Re: Tree tally leads to new rules (News, July 9)
Saanich’s tree removal restrictions act against human life while not achieving the ends that environmentalist politicians want.
For example, why is Western red cedar protected but Himalayan cedar not? (Using the list in your August 22, 2014 issue. Western red “cedar”, a member of the Cypress/Juniper family, is common here whereas Himalayan “cedar”, in the Larch branch of the Pine family, is not. (Himalayan cedar is a large tree that looks like Western hemlock from a distance, it’s closely related to Lebanon cedar.)
Having to get a permit especially burdens elderly and poor people struggling to stay in their homes while at risk of a tree puncturing their roof in a wet winter night.
Saanich’s restrictions work against planting trees near houses, because they will be a future burden to the property owner including the cost of necessary removal for either the planting property owner or a subsequent owner who may not want to pay as much due to assuming that cost.

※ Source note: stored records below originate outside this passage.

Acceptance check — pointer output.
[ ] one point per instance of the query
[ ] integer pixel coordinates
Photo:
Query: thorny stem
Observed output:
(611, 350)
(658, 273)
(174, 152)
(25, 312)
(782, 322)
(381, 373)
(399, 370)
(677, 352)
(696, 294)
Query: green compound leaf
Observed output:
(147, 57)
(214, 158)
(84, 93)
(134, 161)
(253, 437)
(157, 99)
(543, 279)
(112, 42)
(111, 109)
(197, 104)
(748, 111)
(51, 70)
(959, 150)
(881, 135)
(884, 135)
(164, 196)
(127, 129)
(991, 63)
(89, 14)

Saanich’s restrictions smell like another do-gooder scheme by people who have the negative view of humans that comes from Marxist teachings. They act as though they’ve never looked outside and seen that people plant trees which grow, and that many break apart due structural deficiency or rot, or die due to disease or old age. (Indeed, it is known in Saanich that one type of tree breaks in calm summer heat.)
Meanwhile Saanich’s bureaucracy can’t even get tree selection right – they’ve planted a large species in narrow strips of grass along the recently rebuilt part of Admirals Road.
Voters should ask questions this fall.